“It Came!” by Dan Boultwood is a winking throwback to the terrible sci-fi movies of the ’50s. This comic wants to feel like an episode of “Mystery Science Theatre 3000,” but lacks two crucial elements: the riffing quips of the show and the knowledge that the original movies were terrible. This comic only seems to showcase the terrible movie underneath and the results get grating very quickly.
The story follows a cocky scientist and his female companion, who spend many pages bantering. While these set ups might work if someone were riffing quality zingers at their expense (a la “Mystery Science Theater 3000”), this book doesn’t do that. All readers get is flat dialogue and thin characterization. Those who don’t know what to expect would be forgiven for mistaking “It Came” #1 as just a terrible comic. Those that do know it’s attempt at pastiche will get the joke very quickly, and then be as bored by it as you are when watching those old movies on their own.
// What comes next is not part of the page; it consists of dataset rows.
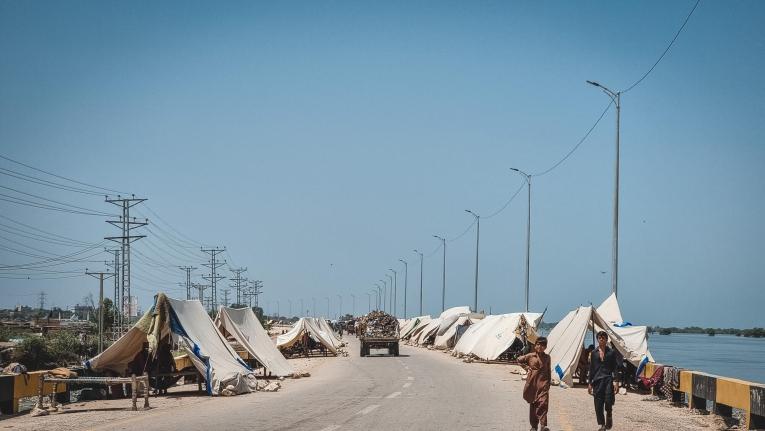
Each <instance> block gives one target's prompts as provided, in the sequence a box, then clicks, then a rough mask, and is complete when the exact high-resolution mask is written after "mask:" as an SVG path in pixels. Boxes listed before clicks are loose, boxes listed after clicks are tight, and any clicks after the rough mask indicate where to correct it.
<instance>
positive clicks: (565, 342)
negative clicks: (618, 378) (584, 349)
mask: <svg viewBox="0 0 765 431" xmlns="http://www.w3.org/2000/svg"><path fill="white" fill-rule="evenodd" d="M593 325H594V326H596V327H599V328H603V330H604V331H606V332H607V333H608V337H609V341H610V342H611V343H612V344H613V346H614V347H615V348H616V350H618V351H619V353H620V354H621V355H622V356H623V357H624V359H626V360H627V361H629V362H630V363H631V364H633V365H635V366H639V364H640V362H641V361H642V360H644V359H645V355H644V354H642V353H640V352H638V351H635V350H632V349H630V348H629V347H627V344H626V343H625V341H624V339H623V338H622V337H621V336H620V335H619V334H617V333H616V332H615V331H614V330H613V327H612V326H611V325H609V324H608V323H607V322H606V321H605V319H604V318H603V317H602V316H601V315H600V313H598V311H597V310H595V309H594V308H593V307H592V306H587V307H579V308H577V309H575V310H572V311H571V312H569V313H568V314H567V315H566V317H564V318H563V319H562V320H561V321H560V322H558V324H557V325H555V328H553V330H552V331H550V335H548V337H547V340H548V342H547V354H549V355H550V362H551V366H552V372H553V375H556V376H557V377H558V378H559V379H560V380H561V381H563V382H564V383H566V384H567V385H569V386H571V385H573V375H574V371H576V367H577V364H578V363H579V357H580V356H581V353H582V348H583V346H584V337H585V335H586V334H587V331H588V330H589V329H590V328H591V327H592V326H593Z"/></svg>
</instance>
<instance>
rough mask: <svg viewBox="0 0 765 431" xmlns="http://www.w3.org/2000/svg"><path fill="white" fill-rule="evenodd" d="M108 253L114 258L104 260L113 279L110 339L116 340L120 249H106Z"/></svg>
mask: <svg viewBox="0 0 765 431" xmlns="http://www.w3.org/2000/svg"><path fill="white" fill-rule="evenodd" d="M106 251H108V252H109V253H114V260H113V261H112V262H106V266H107V268H111V269H112V278H113V279H114V299H113V301H114V302H113V303H112V307H114V316H112V318H113V321H112V341H117V339H118V338H119V332H118V331H116V329H117V328H119V327H120V322H121V319H122V318H121V317H120V314H121V311H122V310H120V307H119V305H118V304H120V279H119V275H120V249H106Z"/></svg>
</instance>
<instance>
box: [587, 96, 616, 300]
mask: <svg viewBox="0 0 765 431" xmlns="http://www.w3.org/2000/svg"><path fill="white" fill-rule="evenodd" d="M587 83H588V84H590V85H593V86H595V87H598V88H600V89H601V90H603V92H604V93H606V95H607V96H608V97H610V98H611V100H612V101H613V102H614V104H615V105H616V159H615V161H614V225H613V240H612V242H611V256H612V259H611V291H612V292H613V293H614V295H616V296H617V297H618V296H619V135H620V133H619V123H620V121H621V115H622V114H621V113H622V92H621V91H613V90H610V89H609V88H607V87H604V86H602V85H600V84H598V83H597V82H594V81H587Z"/></svg>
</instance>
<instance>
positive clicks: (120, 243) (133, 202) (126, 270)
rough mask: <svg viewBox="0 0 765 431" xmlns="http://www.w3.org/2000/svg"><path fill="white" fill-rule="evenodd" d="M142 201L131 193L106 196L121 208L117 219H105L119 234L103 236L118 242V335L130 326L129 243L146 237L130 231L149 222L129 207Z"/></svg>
mask: <svg viewBox="0 0 765 431" xmlns="http://www.w3.org/2000/svg"><path fill="white" fill-rule="evenodd" d="M144 201H146V199H142V198H136V197H135V195H131V197H129V198H127V197H122V196H121V195H117V197H116V198H110V197H109V196H106V202H108V203H110V204H112V205H116V206H118V207H120V209H121V210H122V215H121V216H120V217H119V219H117V220H107V221H106V222H107V223H109V224H111V225H112V226H114V227H116V228H118V229H120V230H121V231H122V234H121V235H120V236H110V237H105V238H104V239H106V240H109V241H114V242H116V243H119V244H120V259H121V262H120V271H121V274H120V277H119V279H120V297H119V301H117V302H116V303H115V305H114V306H115V308H117V307H119V312H118V313H117V314H119V315H120V321H119V325H118V327H117V329H116V331H115V336H118V337H119V336H122V335H123V334H124V333H125V332H127V330H128V327H129V326H130V317H131V315H130V314H131V313H130V311H131V310H130V300H131V296H130V295H131V292H130V268H131V267H130V244H132V243H133V242H134V241H138V240H139V239H141V238H145V237H146V235H132V234H131V232H132V231H133V229H137V228H139V227H143V226H146V225H147V224H149V220H148V219H144V220H143V221H140V220H138V219H136V218H135V217H130V208H132V207H134V206H136V205H138V204H139V203H141V202H144ZM117 304H119V305H117Z"/></svg>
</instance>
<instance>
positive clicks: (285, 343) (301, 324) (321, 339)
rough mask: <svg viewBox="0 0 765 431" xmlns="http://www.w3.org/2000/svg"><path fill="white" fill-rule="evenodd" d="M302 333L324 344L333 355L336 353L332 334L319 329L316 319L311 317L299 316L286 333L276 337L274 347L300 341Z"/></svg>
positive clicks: (294, 342)
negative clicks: (295, 321) (331, 352)
mask: <svg viewBox="0 0 765 431" xmlns="http://www.w3.org/2000/svg"><path fill="white" fill-rule="evenodd" d="M304 335H307V336H308V337H310V338H311V339H312V340H313V341H315V342H317V343H321V344H322V345H324V347H326V348H327V350H329V351H330V352H332V354H333V355H336V354H337V347H335V341H334V340H333V338H332V336H331V335H329V334H328V333H326V332H325V331H324V330H323V329H321V324H320V323H319V322H318V319H314V318H312V317H301V318H300V320H298V321H297V322H295V324H294V325H293V326H292V328H291V329H290V330H289V331H287V333H286V334H282V335H280V336H278V337H276V347H277V348H278V349H280V350H282V349H286V348H288V347H291V346H293V345H294V344H295V343H298V342H300V341H301V340H302V339H303V336H304Z"/></svg>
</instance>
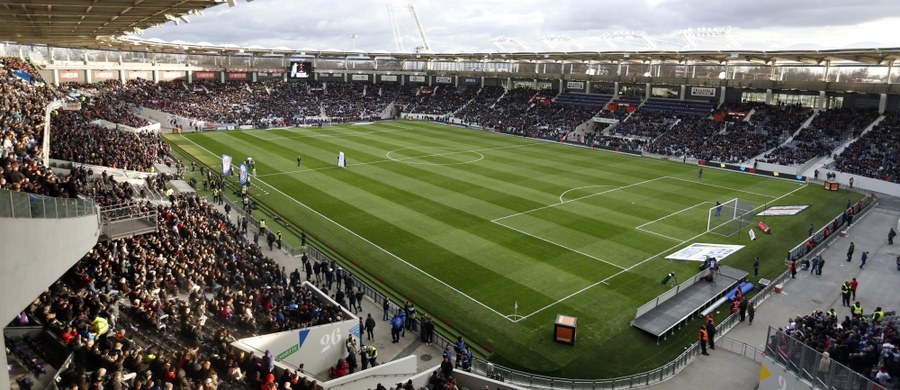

This book aimed for a specific joke target and completely missed.
With the story and characters ridiculously annoying, the action is left to come in and save the day. However, it doesn’t seem to muster much past the same motions for even the first issue. A robot monster has fallen to Earth and chases the lead characters through the English countryside. It swings, misses, chases, then wash and repeat as needed. There isn’t anything fun or slick about the robot or what it does.
The art holds a certain charm in moments. While it seems simplistic, the art actually allows the characters scope to emote and move within. There are some pages where the idea of a repeated static image is used for a cheap laugh, but it falls over quickly. The storytelling is soundly delivered through page layouts and panel composition and size. There are some mock house ads thrown in, which might be the best part of the book.
“It Came!” #1 aims for humor, but ends up failing spectacularly. The jokes are flat, the characters uninteresting — even in a “so bad they’re good” manner, and the central complication of the narrative isn’t given anything extra to make it pop. There are some decent art moments to keep readers hooked, but otherwise this issue is far off the mark it seems to intend.